The main findings of the August survey were as follows:
The seasonally adjusted PMI rose from July’s six-month low of 53.6 to 54.6 in August. This was indicative of a marked improvement in the health of the Kenyan private sector economy.
Output rose for the ninth month in succession during August. Moreover, the rate of expansion accelerated from July’s recent low and was sharp overall. Higher inflows of new orders reportedly boosted output.
New orders also rose for the ninth consecutive month in August. The rate of growth quickened from July’s six-month low and was stronger than the trend seen for the current sequence. Meanwhile, new export orders continued to rise. Despite softening from July’s four-month high, the latest upturn was sharp overall.

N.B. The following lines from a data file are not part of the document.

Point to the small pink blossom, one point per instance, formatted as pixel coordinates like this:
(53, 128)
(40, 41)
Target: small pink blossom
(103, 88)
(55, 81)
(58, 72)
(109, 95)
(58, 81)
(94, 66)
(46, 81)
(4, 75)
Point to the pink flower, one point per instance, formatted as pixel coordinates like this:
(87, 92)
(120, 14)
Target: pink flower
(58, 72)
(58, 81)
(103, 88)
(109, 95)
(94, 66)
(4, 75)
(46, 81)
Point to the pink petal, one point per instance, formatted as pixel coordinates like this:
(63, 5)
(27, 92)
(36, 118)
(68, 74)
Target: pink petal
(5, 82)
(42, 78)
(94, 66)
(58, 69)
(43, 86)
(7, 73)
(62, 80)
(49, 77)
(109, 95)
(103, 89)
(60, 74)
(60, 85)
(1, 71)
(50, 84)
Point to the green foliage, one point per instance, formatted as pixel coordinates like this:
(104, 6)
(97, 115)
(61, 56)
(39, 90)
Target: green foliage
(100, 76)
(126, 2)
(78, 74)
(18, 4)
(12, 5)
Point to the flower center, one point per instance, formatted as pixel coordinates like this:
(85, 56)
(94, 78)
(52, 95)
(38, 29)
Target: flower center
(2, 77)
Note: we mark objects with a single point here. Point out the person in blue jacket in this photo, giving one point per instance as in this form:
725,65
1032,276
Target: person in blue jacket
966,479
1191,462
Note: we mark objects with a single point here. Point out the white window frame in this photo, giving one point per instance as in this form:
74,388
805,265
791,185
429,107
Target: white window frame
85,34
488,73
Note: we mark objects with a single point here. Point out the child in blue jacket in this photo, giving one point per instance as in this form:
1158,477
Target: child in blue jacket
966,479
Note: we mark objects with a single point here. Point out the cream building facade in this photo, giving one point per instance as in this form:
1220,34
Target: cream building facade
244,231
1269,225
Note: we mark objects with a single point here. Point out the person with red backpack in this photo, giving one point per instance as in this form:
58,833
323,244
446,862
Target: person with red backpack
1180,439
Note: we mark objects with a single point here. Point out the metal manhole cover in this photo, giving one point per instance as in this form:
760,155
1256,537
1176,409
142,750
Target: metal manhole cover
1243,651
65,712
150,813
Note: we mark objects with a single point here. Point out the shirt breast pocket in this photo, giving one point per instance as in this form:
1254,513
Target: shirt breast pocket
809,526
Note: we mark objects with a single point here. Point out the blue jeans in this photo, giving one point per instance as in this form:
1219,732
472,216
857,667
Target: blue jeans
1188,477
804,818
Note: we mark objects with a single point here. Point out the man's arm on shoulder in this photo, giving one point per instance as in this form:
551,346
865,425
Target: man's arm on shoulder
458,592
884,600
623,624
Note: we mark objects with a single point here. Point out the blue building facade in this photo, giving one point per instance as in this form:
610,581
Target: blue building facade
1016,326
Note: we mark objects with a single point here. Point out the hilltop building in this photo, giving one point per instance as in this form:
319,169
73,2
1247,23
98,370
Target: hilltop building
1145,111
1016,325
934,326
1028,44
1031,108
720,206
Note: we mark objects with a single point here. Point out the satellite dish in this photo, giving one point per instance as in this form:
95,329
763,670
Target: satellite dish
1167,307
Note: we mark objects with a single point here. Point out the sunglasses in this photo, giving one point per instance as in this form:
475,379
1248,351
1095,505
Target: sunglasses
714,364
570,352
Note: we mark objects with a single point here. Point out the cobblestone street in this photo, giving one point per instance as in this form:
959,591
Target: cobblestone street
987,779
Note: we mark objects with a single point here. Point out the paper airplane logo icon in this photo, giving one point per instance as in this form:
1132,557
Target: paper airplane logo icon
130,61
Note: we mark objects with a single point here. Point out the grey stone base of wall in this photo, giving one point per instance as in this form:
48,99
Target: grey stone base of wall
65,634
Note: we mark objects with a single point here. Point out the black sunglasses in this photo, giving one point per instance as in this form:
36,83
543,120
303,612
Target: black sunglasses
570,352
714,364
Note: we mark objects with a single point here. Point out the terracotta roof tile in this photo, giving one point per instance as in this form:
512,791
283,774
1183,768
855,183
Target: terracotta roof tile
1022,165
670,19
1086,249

As has been the case since December 2017, Kenyan private sector companies raised their payroll numbers in August. Panellists associated higher employment with increased output requirements. Despite quickening from the preceding month, the rate of expansion remained modest.
Purchasing activity rose during August, thereby extending the current period of expansion to nine months. Moreover, the rate of expansion picked-up from June’s six-month low and was sharp. Meanwhile, Kenyan private sector companies raised their pre-production inventories at the sharpest pace since March.
On the price front, Kenyan private sector companies faced higher overall input costs in August. Moreover, the rate of inflation was the sharpest since February. Higher overall input costs mainly emanated from increased purchasing prices as staff costs rose at a modest pace. There were reports that raw material shortages led to higher input prices. Fuel and food were among the key items reported to have increased in price.
August data indicated that firms raised their output charges for the ninth successive month. Panellists reportedly raised their output charges to pass on higher input costs to clients. That said, the rate of inflation eased to the weakest since the end of 2017.